At 32 tools, the set exceeds the 25+ threshold for 'too many' and the breadth is not fully earned: ask_pipeworx_beta is self-admittedly redundant right now, and several tools feel bolted on from unrelated domains (the_committee_convene, generate_llms_txt, scan_dependency, ai_visibility_check).
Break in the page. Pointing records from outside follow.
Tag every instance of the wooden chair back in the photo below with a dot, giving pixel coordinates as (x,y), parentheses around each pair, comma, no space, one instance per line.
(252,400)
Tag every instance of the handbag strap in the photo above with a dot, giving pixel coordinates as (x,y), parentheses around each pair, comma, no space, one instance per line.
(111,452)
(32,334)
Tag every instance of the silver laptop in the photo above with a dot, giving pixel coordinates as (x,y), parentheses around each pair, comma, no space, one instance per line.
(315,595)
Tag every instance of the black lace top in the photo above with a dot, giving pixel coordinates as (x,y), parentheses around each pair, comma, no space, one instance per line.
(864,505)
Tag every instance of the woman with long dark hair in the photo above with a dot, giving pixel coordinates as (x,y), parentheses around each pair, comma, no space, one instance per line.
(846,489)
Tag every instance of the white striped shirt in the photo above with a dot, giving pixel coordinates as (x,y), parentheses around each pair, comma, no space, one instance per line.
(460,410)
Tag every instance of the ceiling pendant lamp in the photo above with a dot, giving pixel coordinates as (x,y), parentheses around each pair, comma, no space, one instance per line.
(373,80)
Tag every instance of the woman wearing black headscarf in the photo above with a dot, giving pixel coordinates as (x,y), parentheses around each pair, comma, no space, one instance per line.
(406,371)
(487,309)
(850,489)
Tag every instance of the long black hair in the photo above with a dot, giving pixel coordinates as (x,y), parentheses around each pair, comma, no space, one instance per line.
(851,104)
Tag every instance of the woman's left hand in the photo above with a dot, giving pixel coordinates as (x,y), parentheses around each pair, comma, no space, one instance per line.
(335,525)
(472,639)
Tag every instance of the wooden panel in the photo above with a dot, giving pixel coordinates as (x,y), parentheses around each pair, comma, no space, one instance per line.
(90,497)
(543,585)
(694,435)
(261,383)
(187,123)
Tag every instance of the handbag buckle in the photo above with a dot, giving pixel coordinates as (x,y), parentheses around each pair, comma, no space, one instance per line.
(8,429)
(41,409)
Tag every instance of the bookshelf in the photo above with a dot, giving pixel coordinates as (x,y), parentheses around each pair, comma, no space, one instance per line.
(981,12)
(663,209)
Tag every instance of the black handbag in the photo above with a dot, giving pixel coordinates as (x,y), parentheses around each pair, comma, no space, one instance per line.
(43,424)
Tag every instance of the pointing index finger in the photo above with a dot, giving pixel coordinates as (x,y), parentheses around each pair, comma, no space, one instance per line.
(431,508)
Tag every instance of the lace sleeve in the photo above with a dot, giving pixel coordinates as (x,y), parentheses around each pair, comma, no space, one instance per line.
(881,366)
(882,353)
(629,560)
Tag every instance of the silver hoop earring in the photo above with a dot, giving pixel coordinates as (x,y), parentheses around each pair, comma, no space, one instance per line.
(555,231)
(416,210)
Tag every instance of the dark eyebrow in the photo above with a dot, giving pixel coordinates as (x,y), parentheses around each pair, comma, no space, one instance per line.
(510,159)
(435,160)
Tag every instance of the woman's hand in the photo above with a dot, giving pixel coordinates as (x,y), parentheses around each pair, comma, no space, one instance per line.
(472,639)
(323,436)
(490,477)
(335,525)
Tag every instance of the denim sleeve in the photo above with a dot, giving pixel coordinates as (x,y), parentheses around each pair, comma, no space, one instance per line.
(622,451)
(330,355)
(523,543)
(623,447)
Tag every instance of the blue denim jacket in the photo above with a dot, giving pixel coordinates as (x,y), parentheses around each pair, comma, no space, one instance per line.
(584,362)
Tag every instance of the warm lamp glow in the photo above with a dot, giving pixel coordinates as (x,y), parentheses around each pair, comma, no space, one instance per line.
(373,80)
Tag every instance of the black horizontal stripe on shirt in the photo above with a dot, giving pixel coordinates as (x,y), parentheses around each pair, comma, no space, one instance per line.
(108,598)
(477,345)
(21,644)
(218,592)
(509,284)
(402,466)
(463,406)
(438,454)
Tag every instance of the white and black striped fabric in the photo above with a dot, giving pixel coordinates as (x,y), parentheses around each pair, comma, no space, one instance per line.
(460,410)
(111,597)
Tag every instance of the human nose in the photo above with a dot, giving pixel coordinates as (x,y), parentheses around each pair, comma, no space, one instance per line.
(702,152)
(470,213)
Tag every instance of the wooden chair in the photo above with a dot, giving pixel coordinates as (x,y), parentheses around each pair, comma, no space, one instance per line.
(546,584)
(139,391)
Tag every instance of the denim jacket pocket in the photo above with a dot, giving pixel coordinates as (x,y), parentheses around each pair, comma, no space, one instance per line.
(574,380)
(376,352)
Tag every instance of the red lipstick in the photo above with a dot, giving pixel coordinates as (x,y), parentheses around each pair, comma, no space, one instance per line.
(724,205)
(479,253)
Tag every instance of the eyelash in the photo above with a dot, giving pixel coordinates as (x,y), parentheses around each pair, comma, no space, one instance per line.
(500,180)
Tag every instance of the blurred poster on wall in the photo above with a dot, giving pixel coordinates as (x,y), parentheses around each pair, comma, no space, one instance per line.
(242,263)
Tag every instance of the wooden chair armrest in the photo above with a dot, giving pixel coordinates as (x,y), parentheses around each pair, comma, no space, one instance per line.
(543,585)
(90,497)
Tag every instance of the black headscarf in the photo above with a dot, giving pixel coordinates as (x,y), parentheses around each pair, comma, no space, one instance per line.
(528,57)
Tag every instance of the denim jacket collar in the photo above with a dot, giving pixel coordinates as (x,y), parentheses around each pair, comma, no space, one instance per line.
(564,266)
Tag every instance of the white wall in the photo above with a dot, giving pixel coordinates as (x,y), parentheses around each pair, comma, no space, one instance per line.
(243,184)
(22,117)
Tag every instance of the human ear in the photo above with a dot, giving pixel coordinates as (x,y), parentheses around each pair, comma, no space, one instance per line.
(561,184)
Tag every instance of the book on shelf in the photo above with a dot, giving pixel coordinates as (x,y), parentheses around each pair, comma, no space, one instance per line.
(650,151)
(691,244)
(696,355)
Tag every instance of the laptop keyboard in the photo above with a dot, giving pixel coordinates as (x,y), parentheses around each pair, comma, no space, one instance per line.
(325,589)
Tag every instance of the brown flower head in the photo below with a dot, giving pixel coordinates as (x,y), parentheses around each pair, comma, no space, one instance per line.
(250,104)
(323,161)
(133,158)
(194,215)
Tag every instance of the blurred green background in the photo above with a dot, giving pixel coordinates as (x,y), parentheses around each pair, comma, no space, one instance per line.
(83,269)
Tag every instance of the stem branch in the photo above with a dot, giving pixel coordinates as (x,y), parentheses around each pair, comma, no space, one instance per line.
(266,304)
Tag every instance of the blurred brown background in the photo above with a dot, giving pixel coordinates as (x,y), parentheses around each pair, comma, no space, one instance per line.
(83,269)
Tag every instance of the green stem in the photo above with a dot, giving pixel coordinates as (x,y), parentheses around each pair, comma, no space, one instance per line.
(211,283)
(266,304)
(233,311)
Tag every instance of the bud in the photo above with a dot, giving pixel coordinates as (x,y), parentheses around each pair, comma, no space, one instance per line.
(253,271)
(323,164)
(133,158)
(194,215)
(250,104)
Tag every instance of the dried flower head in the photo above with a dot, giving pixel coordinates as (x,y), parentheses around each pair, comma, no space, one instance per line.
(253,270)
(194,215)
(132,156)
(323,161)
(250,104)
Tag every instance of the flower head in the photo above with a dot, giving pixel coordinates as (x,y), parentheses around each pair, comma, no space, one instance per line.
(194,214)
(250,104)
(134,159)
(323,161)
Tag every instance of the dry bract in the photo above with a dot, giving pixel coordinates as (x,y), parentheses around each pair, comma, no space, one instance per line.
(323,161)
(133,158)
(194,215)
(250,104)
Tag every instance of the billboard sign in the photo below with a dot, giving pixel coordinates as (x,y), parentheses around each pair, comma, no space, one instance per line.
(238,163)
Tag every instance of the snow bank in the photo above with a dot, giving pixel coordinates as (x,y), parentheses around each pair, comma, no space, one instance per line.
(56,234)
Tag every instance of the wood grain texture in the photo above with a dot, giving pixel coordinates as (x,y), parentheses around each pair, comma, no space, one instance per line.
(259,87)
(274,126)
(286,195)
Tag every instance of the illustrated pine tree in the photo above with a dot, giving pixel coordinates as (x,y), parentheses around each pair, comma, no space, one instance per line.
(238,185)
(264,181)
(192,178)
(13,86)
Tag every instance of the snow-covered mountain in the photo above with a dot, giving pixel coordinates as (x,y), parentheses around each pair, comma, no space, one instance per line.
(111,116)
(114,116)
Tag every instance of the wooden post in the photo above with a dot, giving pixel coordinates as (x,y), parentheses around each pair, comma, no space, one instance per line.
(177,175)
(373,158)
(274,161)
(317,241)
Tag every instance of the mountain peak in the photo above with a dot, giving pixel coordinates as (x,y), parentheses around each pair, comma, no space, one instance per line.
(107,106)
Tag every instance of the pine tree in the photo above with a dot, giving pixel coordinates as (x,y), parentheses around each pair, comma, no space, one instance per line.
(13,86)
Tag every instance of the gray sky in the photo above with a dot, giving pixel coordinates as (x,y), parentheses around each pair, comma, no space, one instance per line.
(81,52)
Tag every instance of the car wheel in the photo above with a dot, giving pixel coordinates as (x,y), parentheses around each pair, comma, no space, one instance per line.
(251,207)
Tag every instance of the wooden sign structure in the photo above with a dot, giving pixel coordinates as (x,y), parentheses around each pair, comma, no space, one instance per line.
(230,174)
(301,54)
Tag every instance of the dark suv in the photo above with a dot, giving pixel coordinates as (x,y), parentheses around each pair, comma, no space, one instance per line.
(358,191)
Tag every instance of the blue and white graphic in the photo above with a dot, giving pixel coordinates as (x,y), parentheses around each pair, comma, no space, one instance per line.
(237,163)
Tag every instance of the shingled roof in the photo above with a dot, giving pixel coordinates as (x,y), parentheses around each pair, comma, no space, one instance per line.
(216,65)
The core data-research and prediction-market scope would be tighter and more navigable at roughly 20-24 tools.

Completeness4/5

The primary domain — authoritative data lookup, entity research, and prediction-market analysis — is covered with no dead ends: query (ask_pipeworx, grounded, deep_research), profile (resolve_entity, entity_profile, compare_entities), track (recent_changes), verify (validate_claim), bet research (bet_research, polymarket_edges, arbitrage, fill_risk, kalshi_spread), subscriptions (subscribe/unsubscribe/list/recent_alerts), and memory (remember/recall/forget) form complete lifecycles. Minor gaps exist only at the periphery: no execution layer for prediction-market trades (research stops at fill-risk advice) and single-tool coverage for the npm/llms.txt/AI-visibility side-domains.